Tim Ahlstrom first came to Johns Hopkins in March 1989, at age 50, with the following history. Protein had been noted in his urine during a routine exam 25 years earlier. Four years earlier he had developed heart failure, fever, anemia, and a moderate degree of kidney failure, all of which remained unexplained and receded, except for the kidney failure, which persisted. He was placed on a diet mildly restricted in protein and given drugs to control high blood pressure. He gained 30 to 40 pounds in the next two years, but then decided to do something about his health. He quit his three-pack-a-day smoking habit and, six months before coming to Johns Hopkins, quit alcohol too. He managed to lose 45 pounds. The recurrent headaches for which he had been taking at least 4 aspirin tablets daily for 30 years receded. He started a regular exercise program. At about this time he saw a kidney specialist, who told him that he should start thinking about dialysis and/or transplantation and that there was nothing he could do to prevent end-stage kidney failure, probably by summer 1989. Tim did some reading in the medical library and made an appointment at Johns Hopkins.

On arrival here his blood pressure was alarmingly high (215/100), kidney function was 15 percent of normal, and blood chemical values were moderately abnormal. The dietitian instructed him on a very-low-

protein diet (0.3 g per kg, or 33 g per day), to be supplemented with essential amino acids and later alternately with ketoacids. His blood pressure eventually came down to normal and, after a year, his kidney function actually improved. At about this time he decided to write a book about his experiences with kidney disease, which was published in 1991 (The Kidney Patient's Book). This remarkable book tells how Tim learned of the alternatives available to patients with kidney failure, what the outcomes of dialysis and transplantation are for patients at differing ages, and how to follow a low-protein diet. He published this book himself and, with the aid of his daughter Susan, kept spreading the word, despite having reached the end stage and starting dialysis in April 1992.
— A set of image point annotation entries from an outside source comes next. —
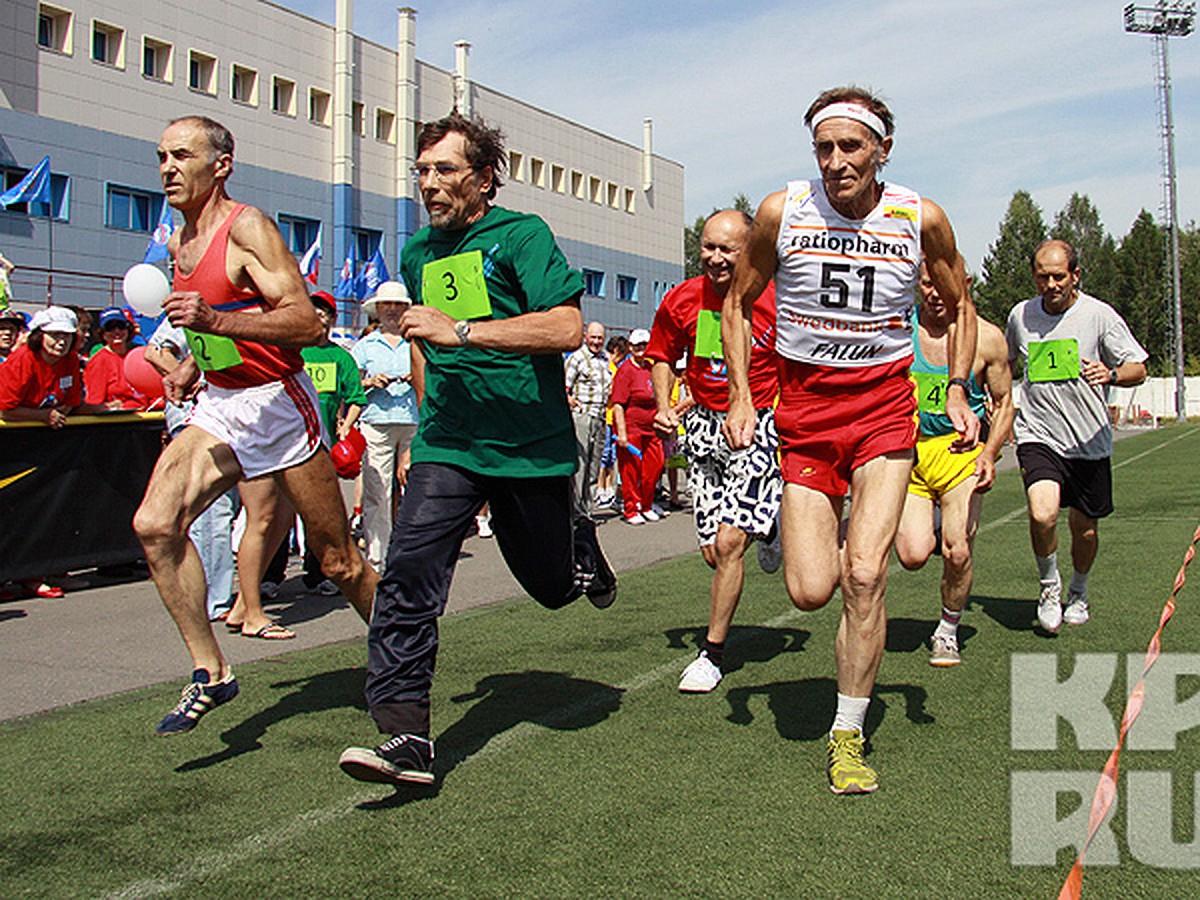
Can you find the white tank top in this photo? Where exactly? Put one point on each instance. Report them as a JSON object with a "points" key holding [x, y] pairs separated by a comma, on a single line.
{"points": [[845, 288]]}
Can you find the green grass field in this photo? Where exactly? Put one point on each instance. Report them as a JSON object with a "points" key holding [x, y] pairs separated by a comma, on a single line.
{"points": [[571, 767]]}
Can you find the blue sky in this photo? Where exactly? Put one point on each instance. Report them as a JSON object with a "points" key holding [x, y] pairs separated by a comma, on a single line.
{"points": [[989, 97]]}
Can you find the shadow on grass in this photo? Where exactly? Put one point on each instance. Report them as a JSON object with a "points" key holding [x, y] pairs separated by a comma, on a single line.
{"points": [[1012, 613], [804, 709], [549, 700], [912, 635], [329, 690], [745, 643]]}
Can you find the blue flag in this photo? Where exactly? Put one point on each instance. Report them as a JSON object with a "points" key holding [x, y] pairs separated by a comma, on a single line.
{"points": [[375, 274], [347, 282], [156, 251], [35, 187]]}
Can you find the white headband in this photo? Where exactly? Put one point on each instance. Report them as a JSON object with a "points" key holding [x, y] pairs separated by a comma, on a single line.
{"points": [[850, 111]]}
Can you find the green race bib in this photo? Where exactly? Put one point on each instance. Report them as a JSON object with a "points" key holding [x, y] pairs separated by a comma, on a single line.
{"points": [[323, 375], [931, 391], [708, 335], [456, 286], [213, 352], [1054, 360]]}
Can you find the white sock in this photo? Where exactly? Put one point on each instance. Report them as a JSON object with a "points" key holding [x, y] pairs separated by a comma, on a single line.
{"points": [[1048, 568], [851, 713], [1079, 583]]}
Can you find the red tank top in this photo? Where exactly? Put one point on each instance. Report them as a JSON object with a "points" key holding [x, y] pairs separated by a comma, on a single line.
{"points": [[261, 363]]}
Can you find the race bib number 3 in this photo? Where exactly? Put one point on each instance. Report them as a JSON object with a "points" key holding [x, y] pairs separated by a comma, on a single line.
{"points": [[1054, 360], [323, 375], [213, 352], [930, 391], [708, 335], [456, 286]]}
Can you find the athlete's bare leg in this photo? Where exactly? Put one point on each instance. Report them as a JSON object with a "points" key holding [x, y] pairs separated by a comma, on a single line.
{"points": [[877, 489], [192, 472], [312, 490], [726, 555]]}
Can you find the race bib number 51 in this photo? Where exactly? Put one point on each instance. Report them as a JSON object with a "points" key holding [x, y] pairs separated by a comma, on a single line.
{"points": [[1054, 360], [456, 286]]}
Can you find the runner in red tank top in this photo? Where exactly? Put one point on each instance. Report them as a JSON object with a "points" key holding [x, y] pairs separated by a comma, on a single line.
{"points": [[243, 303]]}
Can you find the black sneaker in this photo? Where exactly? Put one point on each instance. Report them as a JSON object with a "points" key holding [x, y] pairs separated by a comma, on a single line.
{"points": [[196, 700], [406, 759], [593, 575]]}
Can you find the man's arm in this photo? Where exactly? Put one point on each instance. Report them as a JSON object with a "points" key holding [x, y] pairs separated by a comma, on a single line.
{"points": [[948, 274], [999, 378], [756, 267], [258, 258]]}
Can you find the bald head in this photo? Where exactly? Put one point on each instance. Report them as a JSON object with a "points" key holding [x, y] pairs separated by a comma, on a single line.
{"points": [[720, 245]]}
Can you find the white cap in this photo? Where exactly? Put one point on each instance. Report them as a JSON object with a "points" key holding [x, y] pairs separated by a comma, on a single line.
{"points": [[389, 292], [54, 318]]}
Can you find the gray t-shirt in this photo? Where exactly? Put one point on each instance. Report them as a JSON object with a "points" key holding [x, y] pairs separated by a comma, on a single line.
{"points": [[1059, 408]]}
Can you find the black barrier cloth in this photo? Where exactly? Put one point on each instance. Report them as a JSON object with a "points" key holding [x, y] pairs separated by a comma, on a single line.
{"points": [[67, 496]]}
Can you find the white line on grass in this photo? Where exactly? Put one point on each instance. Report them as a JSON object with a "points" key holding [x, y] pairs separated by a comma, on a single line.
{"points": [[217, 863]]}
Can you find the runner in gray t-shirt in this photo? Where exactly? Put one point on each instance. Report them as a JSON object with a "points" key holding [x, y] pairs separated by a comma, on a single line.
{"points": [[1073, 346]]}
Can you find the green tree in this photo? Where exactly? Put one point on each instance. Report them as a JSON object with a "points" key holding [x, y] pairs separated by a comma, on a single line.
{"points": [[1143, 295], [1006, 269], [1079, 225], [691, 237]]}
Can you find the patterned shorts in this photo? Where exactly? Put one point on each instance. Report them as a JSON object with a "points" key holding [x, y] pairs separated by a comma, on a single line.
{"points": [[741, 489]]}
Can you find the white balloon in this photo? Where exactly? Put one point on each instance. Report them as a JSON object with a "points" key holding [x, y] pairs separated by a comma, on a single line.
{"points": [[145, 287]]}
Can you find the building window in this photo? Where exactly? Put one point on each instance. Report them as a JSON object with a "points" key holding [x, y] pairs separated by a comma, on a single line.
{"points": [[54, 28], [283, 96], [593, 282], [108, 45], [627, 288], [298, 233], [131, 209], [60, 195], [318, 106], [244, 84], [385, 126], [157, 59], [202, 72]]}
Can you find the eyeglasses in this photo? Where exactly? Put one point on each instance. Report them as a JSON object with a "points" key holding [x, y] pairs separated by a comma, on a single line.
{"points": [[442, 171]]}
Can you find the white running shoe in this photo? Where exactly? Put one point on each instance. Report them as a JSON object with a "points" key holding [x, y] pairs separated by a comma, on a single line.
{"points": [[1050, 607], [1075, 612], [701, 676]]}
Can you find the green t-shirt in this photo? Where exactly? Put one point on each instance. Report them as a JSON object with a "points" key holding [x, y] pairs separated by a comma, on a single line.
{"points": [[335, 375], [486, 411]]}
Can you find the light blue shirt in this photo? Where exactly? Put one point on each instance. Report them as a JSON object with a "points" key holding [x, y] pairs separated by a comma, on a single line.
{"points": [[396, 403]]}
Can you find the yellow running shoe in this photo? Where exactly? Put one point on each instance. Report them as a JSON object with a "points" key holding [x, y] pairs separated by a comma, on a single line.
{"points": [[847, 772]]}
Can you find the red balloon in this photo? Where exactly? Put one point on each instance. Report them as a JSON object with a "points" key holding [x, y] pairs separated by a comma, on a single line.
{"points": [[141, 375]]}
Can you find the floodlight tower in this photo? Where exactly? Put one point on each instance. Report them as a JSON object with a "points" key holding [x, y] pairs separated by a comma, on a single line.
{"points": [[1168, 19]]}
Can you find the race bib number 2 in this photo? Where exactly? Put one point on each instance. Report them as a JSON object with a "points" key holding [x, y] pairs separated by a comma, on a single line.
{"points": [[213, 352], [1054, 360], [456, 286]]}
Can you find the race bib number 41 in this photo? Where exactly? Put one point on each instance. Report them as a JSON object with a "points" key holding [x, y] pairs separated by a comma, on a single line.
{"points": [[1054, 360], [456, 286]]}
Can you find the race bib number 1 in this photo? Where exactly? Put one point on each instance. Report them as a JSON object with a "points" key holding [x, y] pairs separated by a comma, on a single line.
{"points": [[456, 286], [930, 391], [1054, 360], [213, 352], [708, 335]]}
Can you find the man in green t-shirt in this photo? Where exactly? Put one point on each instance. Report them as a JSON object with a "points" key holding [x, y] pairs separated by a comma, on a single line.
{"points": [[495, 309]]}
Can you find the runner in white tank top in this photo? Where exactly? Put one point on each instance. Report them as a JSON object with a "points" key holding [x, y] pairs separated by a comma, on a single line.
{"points": [[845, 259]]}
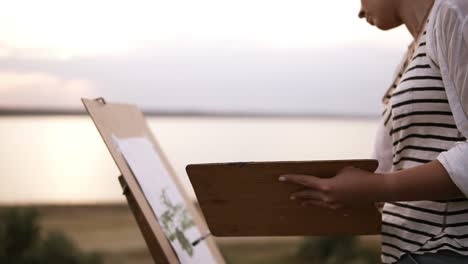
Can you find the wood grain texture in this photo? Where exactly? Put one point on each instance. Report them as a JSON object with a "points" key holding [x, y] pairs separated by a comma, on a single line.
{"points": [[246, 199], [123, 121]]}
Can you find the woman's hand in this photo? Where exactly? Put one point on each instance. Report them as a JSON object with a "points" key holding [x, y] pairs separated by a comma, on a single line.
{"points": [[350, 187]]}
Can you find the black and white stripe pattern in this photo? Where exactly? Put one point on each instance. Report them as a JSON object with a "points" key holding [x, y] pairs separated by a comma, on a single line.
{"points": [[419, 121]]}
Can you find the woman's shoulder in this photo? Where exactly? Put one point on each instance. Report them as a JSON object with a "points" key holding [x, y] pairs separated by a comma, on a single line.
{"points": [[450, 11]]}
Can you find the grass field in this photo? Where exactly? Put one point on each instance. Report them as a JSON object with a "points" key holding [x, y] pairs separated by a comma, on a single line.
{"points": [[111, 230]]}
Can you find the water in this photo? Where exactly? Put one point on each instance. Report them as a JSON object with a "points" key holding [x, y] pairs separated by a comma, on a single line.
{"points": [[58, 159]]}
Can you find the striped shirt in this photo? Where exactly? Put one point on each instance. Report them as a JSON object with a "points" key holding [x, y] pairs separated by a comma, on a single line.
{"points": [[420, 125]]}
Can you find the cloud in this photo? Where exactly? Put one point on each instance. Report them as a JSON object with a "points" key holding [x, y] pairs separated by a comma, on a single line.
{"points": [[19, 89]]}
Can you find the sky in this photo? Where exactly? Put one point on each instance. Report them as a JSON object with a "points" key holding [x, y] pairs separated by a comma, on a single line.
{"points": [[297, 56]]}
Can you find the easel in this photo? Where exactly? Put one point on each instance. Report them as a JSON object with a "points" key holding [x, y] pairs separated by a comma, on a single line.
{"points": [[127, 121]]}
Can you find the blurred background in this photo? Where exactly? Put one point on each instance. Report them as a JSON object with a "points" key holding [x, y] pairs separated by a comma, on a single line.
{"points": [[219, 80]]}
Tim died a few years later. He had made contact with virtually every prominent nephrologist in the field and with every governmental and nongovernmental agency involved in kidney disease, and had attended and presented papers in the United States and abroad on nutrition and kidney disease. Tim was a prime example of a patient taking charge of his own illness. I urge you to read his book. In the words of Dr. Arnold S. Relman, former editor of the New England Journal of Medicine, it is "an interesting and understandable discussion for kidney patients that does not compromise medical accuracy or objectivity."